Wouldnt that defeat the goal of having less drawcalls. If I merge ten actors that have one material each, thats 10 drawcalls.
The mergerd actor would have 10 material elements, thus also 10 drawcalls…
Where is the advantage here?

There is no advantage to merge 10 meshes with 10 unique materials. This works only for merging meshes with a same material.
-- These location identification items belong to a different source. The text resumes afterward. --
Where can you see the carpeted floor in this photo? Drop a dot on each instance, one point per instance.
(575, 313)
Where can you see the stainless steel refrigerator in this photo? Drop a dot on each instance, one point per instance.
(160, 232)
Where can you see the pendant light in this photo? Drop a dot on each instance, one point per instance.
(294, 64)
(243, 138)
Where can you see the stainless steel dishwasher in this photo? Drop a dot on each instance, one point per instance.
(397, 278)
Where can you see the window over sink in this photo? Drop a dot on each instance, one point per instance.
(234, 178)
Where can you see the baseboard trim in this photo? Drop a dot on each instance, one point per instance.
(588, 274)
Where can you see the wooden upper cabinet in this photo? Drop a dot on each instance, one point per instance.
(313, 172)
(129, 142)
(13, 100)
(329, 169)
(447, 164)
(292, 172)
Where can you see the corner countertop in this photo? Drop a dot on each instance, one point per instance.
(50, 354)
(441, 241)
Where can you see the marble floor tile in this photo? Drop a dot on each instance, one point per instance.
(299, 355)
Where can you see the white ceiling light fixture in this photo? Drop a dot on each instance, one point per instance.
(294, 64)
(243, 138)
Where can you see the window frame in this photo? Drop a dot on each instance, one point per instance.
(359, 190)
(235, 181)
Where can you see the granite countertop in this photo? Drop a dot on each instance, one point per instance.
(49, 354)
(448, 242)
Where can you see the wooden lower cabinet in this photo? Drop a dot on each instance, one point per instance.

Erm. It IS possible to also reduce number of drawcalls by putting textures of those materials into atlas (not in the engine, but in general/in theory). Also, if material structure is identical, and only input parameters are different, it may be possible to convert several different input materials into one. I believe using texture atlases were recommended even back when DirectX 9 performance guidelines were written.